The problem of stopping stochastic gradient descent (SGD) in an online manner, based solely on the observed trajectory, is a challenging theoretical problem with significant consequences for applications. While SGD is routinely monitored as it runs, the classical theory of SGD provides guarantees only at pre-specified iteration horizons and offers no valid way to decide, based on the observed trajectory, when further computation is justified. We address this longstanding gap by developing anytime-valid confidence sequences for stochastic gradient methods, which remain valid under continuous monitoring and directly induce statistically valid, trajectory-dependent stopping rules: stop as soon as the current upper confidence bound on an appropriate performance measure falls below a user-specified tolerance. The confidence sequences are constructed using nonnegative supermartingales, are time-uniform, and depend only on observable quantities along the SGD trajectory, without requiring prior knowledge of the optimization horizon. In convex optimization, this yields anytime-valid certificates for weighted suboptimality of projected SGD under general stepsize schedules, without assuming smoothness or strong convexity. In nonconvex optimization, it yields time-uniform certificates for weighted first-order stationarity under smoothness assumptions. We further characterize the stopping-time complexity of the resulting stopping rules under standard stepsize schedules. To the best of our knowledge, this is the first framework that provides statistically valid, time-uniform stopping rules for SGD across both convex and nonconvex settings based solely on its observed trajectory.

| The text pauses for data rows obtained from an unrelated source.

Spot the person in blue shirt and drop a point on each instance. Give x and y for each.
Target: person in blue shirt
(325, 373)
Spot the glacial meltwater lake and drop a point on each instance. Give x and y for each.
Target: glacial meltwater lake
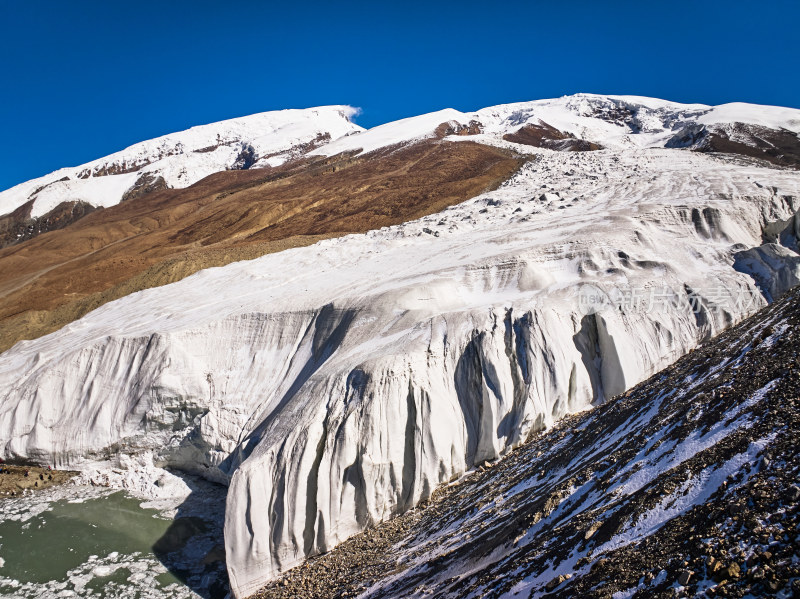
(85, 542)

翻译：随机梯度下降（SGD）的在线停止问题——仅基于观测到的轨迹动态决定何时停止——是一个具有挑战性的理论问题，对实际应用具有重要影响。尽管SGD在运行过程中通常会被持续监控，但经典的SGD理论仅能对预先指定的迭代次数提供性能保证，而无法基于观测到的轨迹提供有效的方法来判断何时继续计算是合理的。我们通过为随机梯度方法构建任意时间有效的置信序列来填补这一长期存在的空白。这些置信序列在连续监控下始终保持有效性，并可直接导出具有统计有效性、依赖于轨迹的停止准则：一旦关于适当性能度量的当前置信上界低于用户指定的容差，即停止迭代。置信序列的构造基于非负上鞅，具有时间一致性，且仅依赖于SGD轨迹上的可观测量，无需预先知道优化过程的迭代总次数。在凸优化中，该方法可为一般步长调度下的投影SGD提供关于加权次优性的任意时间有效证书，且无需假设光滑性或强凸性。在非凸优化中，该方法可在光滑性假设下为加权一阶平稳性提供时间一致性证书。我们进一步分析了在标准步长调度下，所导出停止准则对应的停止时间复杂性。据我们所知，这是首个仅基于SGD观测轨迹、在凸与非凸两种设置下均能提供具有统计有效性且时间一致的停止准则的理论框架。